Seating myself early in the auditorium I was able to truly appreciate the excitement and expectation that surrounded the Mikhailovsky Ballet’s production of Don Quixote. The audience was a wide mixture of ages and all were very excited about what they were about to see. This was clearly shown through the spontaneous clapping and cheering when the two principle dancers, Natalia Osipova as Kitri and Ivan Vasiliev as Basilio, arrived on stage. These two highly regarded dancers lived up to the expectations placed on them in grand style and produced stunning and technically beautiful performances. Not only could the pair individually amaze but the trust they had between each other created breathtaking and exciting lifts and jumps.
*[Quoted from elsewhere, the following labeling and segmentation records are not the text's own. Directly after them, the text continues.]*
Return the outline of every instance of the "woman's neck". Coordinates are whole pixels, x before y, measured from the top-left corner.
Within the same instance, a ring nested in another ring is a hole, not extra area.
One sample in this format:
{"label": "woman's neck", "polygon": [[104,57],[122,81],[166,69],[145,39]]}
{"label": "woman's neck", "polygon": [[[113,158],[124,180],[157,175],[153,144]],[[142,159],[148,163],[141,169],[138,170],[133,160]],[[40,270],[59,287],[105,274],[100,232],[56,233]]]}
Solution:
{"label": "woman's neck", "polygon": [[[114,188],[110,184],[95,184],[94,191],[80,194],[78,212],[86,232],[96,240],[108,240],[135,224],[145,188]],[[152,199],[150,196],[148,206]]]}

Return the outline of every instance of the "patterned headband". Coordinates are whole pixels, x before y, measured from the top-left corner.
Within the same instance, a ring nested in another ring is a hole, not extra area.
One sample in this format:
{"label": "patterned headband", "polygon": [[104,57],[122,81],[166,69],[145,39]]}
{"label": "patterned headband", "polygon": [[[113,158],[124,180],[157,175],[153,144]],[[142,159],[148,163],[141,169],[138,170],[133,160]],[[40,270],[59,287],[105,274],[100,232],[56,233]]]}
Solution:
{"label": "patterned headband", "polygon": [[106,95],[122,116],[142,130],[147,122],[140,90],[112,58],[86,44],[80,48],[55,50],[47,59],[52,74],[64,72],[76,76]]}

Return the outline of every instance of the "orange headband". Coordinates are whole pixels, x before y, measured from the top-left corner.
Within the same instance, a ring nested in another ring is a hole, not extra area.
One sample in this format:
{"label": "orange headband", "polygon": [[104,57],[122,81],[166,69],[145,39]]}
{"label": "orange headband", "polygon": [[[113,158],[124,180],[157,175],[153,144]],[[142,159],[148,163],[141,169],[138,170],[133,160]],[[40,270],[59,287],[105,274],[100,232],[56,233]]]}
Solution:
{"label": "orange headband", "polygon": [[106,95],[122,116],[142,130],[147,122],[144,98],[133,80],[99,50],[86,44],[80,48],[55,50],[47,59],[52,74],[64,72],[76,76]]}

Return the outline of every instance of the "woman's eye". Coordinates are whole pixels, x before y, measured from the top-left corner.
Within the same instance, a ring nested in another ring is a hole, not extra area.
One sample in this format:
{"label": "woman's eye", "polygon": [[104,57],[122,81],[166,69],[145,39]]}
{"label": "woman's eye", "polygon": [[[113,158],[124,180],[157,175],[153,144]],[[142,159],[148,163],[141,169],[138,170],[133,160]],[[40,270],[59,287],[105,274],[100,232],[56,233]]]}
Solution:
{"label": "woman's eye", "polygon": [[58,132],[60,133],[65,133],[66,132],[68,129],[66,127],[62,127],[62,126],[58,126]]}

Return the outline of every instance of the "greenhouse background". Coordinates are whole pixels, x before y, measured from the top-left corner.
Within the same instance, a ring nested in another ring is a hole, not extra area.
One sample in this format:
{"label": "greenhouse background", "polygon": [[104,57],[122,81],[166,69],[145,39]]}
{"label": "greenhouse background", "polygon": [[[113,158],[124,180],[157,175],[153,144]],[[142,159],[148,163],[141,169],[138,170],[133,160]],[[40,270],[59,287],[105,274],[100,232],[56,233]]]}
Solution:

The chemistry between the pair was evident and the mixture of love, desire and playfulness created two entertaining and highly watchable characters.
The supporting performers, who included spirited and emotive performances by Evgeny Deryabin, Valeria Zapasnikova, Sabina Yapparova and Anna Kuligina, were all of a high caliber and each individual on stage was totally immersed in their own performance. The company easily filled the cavernous Coliseum stage with colour and consistent movement, there was never a dull moment and for most of the time the audience did not know where to look next. Special mention should go to Marat Shemiunov who made Don Quixote such a loveable and dreamy old man and to Alexey Kuznetsov who created such humor through his portrayal of the servant Sancho Panza.
The sets were effective and clearly set the scene while also leaving the majority of the stage clear for the dancing, the use of a puppet on the windmill was amusing and worked well as did the detailed and beautiful costumes that all involved wore. The two intervals slowed the pace somewhat but I think that was mainly because the audience did not want intervals they just wanted the ballet to keep going!
This was a beautiful and highly accomplished production that was enjoyed by all, no matter what your experience and knowledge of ballet was. The story is clear and easy to follow, the characters are fun and vibrant and the dancing is of the highest quality. An enjoyable night was had by all and Ludwig Minkus’ playful and joyous score stays in your mind all the way home.